A TOTALLY different Vigan was what I experienced recently. Tourists were all over the city especially in the historic Kamestisuhan district of vintage houses and cobbled streets. Shops selling souvenir products were opened on the ground floor of many of those houses.
A little more than 10 years ago, on a food research trip, I was the only soul walking through that same district. Save for a few, the houses were all closed so that the place looked like a ghost town. I was staying at Cordillera Inn, and even if some vehicles went through the main street (today only the kalesas are allowed to traverse there), it was blissfully quiet.
My morning research schedule brought me to the Quema house, the home of Isabelo de los Reyes, founder of the Labor Movement and one of those who established the Philippine Independent Church. The cook and caretaker, Gloria, was my guide through the market and Ilocos food.
On my recent trip, it took me a while to find the Quema house. Each one we asked gave a different address. When we finally found it, the Quema house looked different, and so did the neighboring houses, some converted into hotels.
The door knocker was what I spotted right away, an antique hand that I thought gave the place character. Gloria was also there, supervising the cleaning after the house went through remodeling. She didnt look older than when I last worked with her, when Id spend hours observing how she cooked Ilocano food like dinendeng and pakbet.

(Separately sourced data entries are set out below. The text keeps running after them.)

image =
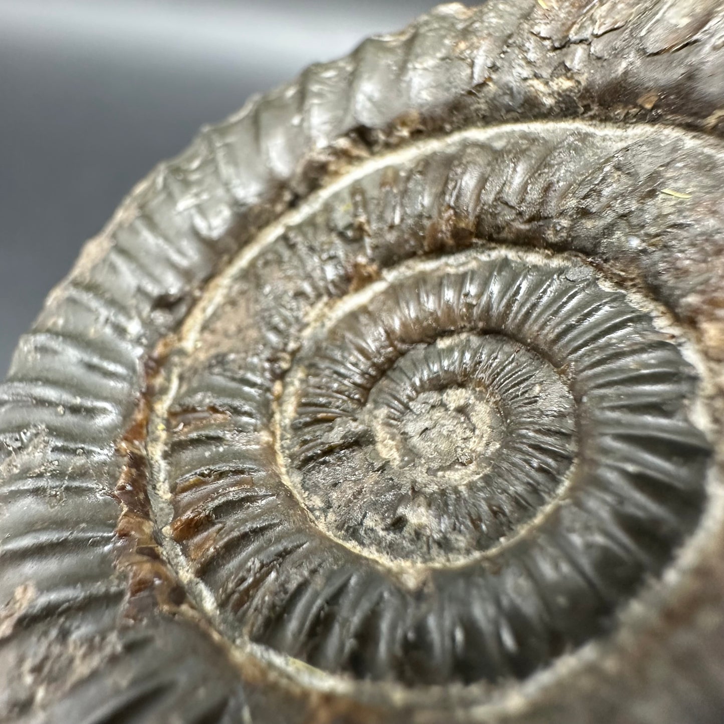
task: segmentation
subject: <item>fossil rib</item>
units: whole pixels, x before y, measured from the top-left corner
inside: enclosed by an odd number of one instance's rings
[[[0,719],[720,721],[722,28],[443,6],[137,188],[0,388]]]

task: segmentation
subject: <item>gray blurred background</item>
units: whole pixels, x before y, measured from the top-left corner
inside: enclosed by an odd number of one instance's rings
[[[131,187],[203,123],[429,0],[0,0],[0,377]]]

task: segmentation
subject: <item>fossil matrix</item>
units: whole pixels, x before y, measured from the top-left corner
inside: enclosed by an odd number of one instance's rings
[[[718,723],[724,5],[442,6],[206,128],[0,388],[0,719]]]

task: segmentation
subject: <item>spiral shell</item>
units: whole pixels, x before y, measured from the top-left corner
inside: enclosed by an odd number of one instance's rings
[[[723,28],[443,6],[143,182],[0,390],[0,718],[720,721]]]

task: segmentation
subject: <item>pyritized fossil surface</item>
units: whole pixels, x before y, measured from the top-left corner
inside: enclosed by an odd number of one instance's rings
[[[209,127],[0,388],[0,719],[718,723],[724,4],[443,6]]]

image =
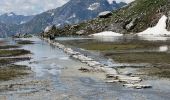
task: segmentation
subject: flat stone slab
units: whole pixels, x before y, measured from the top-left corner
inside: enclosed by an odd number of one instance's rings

My afternoon schedule then included going to empanada-makers gathered around the church plaza.
Now, the empanada-makers have their regular stands, like Irenes Empanada on Salcedo Street. The plaza that day was a busy hive not because of the empanada-makers but because a motorcycle show was ongoing. There were makeshift eateries on one side.
Vigan on a weekend
Progress can be good or bad depending on what you look for. Maybe it was because we were in Vigan on a weekend, at the start of summer, that the place looked entirely different from what I experienced before. There was also a daylong brownout so that the clip-clop of horses hooves on the old district street was drowned out by the sound of generators. Then some of the old houses were sporting bright Mediterranean colors, out of sync with the white exteriors of the traditional houses.
Yet progress also includes projects that not only give tourists a cursory look, but also let them experience the place. One of those is at Arce Mansion where Lito Perez can organize dinner or lunch for tourists who can dress up in period costumes. Its made possible because Perez also owns Camp Suki, a costume shop. Guests will be photographed and the souvenir photo will have that antique sepia-tinted look. Singers will entertain guests as they partake of a five-course meal.
We experienced lunch at Arce Mansion on that last visit. We had pipian, Vigans chicken soup thickened with rice flour, colored with achuete and flavored with pasotes or Mexican epazote. The rest of the courses were family-style roast chicken from the Pamora farms in Abra: bagnet, hamonado, guinataang sigarilyas (winged bean cooked in coconut milk), and bibingka for dessert. Perez said that not all the courses were traditional Ilocano. Some were his familys dishes.